PloS Med. 2007;4:e98.
Clinical Context
Worldwide children younger than 5 years have about 3 cases of diarrhea annually and 1.6 to 2.5 million children younger than 5 years die each year from diarrhea, with 34% of adults and children reporting taking an antidiarrheal medication in the United States and loperamide as a first-line agent. However, both the World Health Organization and the American Academy of Pediatrics are concerned about the use of loperamide in children because of efficacy and safety issues, but loperamide is approved for use in the United States for children older than 2 years.
This is a systematic review and meta-analysis of studies examining the efficacy of loperamide compared with placebo in children younger than 12 years on duration and frequency of acute diarrhea.
Study Highlights
* The MEDLINE, EMBase, and Cochrane Central Register of Controlled Trials were searched, and major health organizations that focus on diarrhea prevention and treatment were contacted.
* Major pharmaceutical companies that manufacture loperamide and authors for other clinical trials were contacted.
* Conference proceedings were not searched, and all languages were included.
* Studies were selected based on meeting 4 criteria: study design (randomized controlled trial), population (age younger than 12 years with acute diarrhea), intervention (loperamide vs placebo), and outcome data on diarrhea duration or severity.
* Primary outcomes were clinical course of diarrhea and adverse events.
* Measures of diarrhea intensity included duration in days, number of stools daily, and stool volume.
* Data were extracted independently by 2 authors, and heterogeneity was assessed by loperamide dosage and definition of diarrhea resolution across trials.
* 13 studies, which met all 4 criteria, were included.
* 975 children were assigned to loperamide and 813 to placebo.
* Of the 13 studies, 6 used loperamide doses of 0.25 mg/kg/day or more and 4 used doses of more than 0.25 mg/kg/day with the remaining giving unclear doses.
* The definition of diarrhea resolution varied from "time to last unformed stool" to "change in stool consistency" to "two or fewer liquid/soft stools/d" to "return to normal bowel habits."
* Most patients were mildly dehydrated, had a nonbacterial cause for diarrhea, and received oral rehydration therapy.
* 4 studies mentioned intravenous rehydration therapy in addition to oral therapy.
* Those assigned to loperamide had an average of 0.8 days' (95% CI, 0.7 - 0.9 days) shorter duration of diarrhea; for doses less than 0.25/kg/day, the difference was 0.7 days.
* Stool count in the first 24 hours was lower in the loperamide group compared with placebo (count ratio, 0.84; 95% CI, 0.77 - 0.92).
* In 4 studies reporting diarrhea at 48 hours, the prevalence of diarrhea was less among those allocated to loperamide with a prevalence ratio of 0.59 (95% CI, 0.45 - 0.78).
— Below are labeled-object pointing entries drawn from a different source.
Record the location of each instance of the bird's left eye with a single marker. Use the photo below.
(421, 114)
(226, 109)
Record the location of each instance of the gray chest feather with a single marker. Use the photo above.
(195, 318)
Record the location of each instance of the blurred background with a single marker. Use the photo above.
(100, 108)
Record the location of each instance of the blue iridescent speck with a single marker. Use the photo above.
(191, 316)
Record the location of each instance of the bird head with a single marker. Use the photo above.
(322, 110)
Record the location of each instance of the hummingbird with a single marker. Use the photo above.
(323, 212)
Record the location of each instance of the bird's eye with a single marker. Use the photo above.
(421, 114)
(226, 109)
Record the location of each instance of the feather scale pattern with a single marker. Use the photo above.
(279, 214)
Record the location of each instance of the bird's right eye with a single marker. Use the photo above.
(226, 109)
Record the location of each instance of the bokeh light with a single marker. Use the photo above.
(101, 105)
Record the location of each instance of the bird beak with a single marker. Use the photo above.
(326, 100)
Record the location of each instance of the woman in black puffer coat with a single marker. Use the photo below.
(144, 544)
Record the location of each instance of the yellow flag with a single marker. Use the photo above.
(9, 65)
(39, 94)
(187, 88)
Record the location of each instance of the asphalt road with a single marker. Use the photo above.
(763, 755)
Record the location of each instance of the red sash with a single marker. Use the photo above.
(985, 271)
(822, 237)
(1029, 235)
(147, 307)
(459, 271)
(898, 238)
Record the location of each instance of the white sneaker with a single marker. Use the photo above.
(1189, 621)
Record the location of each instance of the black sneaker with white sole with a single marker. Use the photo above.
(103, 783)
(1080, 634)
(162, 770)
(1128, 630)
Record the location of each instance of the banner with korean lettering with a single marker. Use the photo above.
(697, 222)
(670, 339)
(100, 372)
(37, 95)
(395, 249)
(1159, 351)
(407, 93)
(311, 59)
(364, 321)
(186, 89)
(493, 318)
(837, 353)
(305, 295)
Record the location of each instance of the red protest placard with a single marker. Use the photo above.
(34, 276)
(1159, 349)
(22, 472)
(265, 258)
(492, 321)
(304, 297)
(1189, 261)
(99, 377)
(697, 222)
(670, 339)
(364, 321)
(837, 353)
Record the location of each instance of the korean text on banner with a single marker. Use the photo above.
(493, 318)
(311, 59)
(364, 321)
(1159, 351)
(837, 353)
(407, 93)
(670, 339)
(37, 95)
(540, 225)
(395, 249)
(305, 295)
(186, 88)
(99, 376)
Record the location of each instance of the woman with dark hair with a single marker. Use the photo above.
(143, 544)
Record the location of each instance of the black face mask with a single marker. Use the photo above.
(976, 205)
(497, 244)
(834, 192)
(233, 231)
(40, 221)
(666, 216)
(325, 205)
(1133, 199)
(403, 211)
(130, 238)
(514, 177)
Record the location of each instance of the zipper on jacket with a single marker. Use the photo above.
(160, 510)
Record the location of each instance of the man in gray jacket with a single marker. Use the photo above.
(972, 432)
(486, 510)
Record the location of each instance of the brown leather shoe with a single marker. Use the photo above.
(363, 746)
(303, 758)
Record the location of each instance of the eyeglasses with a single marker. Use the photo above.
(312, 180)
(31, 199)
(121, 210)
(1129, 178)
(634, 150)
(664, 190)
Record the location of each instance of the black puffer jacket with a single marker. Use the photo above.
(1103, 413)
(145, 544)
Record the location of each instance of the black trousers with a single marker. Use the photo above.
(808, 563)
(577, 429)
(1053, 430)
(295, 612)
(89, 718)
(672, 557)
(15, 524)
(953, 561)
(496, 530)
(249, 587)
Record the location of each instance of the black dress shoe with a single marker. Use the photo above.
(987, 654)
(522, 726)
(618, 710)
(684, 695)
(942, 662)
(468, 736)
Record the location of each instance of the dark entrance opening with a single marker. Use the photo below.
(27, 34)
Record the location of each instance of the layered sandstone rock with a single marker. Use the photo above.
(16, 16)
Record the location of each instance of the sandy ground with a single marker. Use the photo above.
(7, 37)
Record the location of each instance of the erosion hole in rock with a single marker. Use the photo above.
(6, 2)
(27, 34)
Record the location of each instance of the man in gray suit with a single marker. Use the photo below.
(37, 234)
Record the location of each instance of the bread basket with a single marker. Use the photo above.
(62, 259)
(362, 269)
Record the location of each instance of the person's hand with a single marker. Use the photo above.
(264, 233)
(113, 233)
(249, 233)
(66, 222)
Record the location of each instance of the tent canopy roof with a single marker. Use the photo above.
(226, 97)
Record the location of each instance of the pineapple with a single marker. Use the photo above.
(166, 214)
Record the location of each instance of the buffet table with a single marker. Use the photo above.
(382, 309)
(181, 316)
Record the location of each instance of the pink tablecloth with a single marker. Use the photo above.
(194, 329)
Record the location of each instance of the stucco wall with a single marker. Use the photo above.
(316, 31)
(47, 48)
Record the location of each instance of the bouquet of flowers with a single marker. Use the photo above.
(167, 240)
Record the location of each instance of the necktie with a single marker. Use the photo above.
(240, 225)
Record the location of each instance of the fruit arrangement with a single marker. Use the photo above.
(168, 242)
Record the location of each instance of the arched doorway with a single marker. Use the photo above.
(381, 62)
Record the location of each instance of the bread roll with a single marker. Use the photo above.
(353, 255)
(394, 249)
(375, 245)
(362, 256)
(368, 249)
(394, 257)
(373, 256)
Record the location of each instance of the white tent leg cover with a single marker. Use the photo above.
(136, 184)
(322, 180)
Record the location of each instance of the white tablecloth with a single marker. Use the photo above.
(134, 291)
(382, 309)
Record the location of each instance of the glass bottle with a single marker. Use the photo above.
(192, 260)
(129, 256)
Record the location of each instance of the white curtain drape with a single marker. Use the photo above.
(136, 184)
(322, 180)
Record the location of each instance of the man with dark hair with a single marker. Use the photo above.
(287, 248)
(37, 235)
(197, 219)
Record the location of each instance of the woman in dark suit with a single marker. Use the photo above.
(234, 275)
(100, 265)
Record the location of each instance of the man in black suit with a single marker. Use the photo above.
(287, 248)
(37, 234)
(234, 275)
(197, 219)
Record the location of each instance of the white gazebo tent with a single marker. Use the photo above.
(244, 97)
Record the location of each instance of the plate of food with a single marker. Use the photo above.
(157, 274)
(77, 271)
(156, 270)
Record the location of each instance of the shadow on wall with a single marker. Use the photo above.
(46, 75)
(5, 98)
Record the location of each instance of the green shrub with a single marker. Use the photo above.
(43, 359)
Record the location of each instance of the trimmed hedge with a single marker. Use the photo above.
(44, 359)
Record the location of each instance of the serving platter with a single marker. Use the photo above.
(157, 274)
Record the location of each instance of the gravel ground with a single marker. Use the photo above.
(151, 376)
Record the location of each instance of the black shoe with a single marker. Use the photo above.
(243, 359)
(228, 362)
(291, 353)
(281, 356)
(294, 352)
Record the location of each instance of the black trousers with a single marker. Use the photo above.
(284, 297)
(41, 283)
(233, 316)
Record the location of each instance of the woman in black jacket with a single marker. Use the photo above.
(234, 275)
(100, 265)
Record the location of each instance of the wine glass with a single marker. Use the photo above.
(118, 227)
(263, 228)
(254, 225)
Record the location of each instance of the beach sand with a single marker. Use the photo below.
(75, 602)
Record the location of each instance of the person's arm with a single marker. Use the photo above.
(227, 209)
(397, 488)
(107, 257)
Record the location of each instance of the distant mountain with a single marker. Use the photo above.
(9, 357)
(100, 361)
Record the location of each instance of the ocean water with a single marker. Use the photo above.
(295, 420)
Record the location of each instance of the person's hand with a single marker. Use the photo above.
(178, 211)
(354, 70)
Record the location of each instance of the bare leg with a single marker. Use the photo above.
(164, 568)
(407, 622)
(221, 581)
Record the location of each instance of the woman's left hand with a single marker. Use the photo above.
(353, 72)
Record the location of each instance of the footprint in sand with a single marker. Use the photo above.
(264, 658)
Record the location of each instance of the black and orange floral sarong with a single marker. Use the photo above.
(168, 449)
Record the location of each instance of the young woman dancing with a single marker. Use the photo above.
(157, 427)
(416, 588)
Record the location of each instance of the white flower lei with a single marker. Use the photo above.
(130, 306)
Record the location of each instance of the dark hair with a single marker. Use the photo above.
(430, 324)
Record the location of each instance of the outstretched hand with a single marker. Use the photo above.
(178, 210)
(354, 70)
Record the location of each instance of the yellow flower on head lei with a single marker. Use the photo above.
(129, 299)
* 10.1% of those in the loperamide vs 2.1% in the placebo group had any adverse events, with a difference of 8.6% (95% CI, 6.4% - 10.9%).
* Serious adverse events, defined as ileus, lethargy, or death, occurred only in children younger than 3 years (0.9% of loperamide vs 0% of placebo patients).
* When the definition of serious adverse events was expanded to include abdominal distension and sleepiness, adverse events occurred in 2.3% of the loperamide vs 0.5% of the placebo group (difference, 1.8%).
* The associations did not change when analysis was adjusted for dose, methodologic quality, definition of diarrhea resolution, or cause of diarrhea.
* The authors concluded that modest improvement in diarrhea can be expected when loperamide was used as an adjunct to oral or intravenous rehydration in children older than 3 years.
* Oral rehydration should remain the focus of therapy for acute diarrhea.
* The authors recommended that loperamide should not be used in children younger than 3 years, or those who are malnourished or moderately or severely dehydrated, as the risks outweigh the benefits.
Pearls for Practice
* In children younger than 12 years but older than 3 years with mild diarrhea and minimal dehydration, loperamide improves diarrhea duration and frequency when used with oral rehydration.
* In children younger than 3 years, use of loperamide for acute diarrhea is associated with a higher risk for serious adverse events and is not recommended.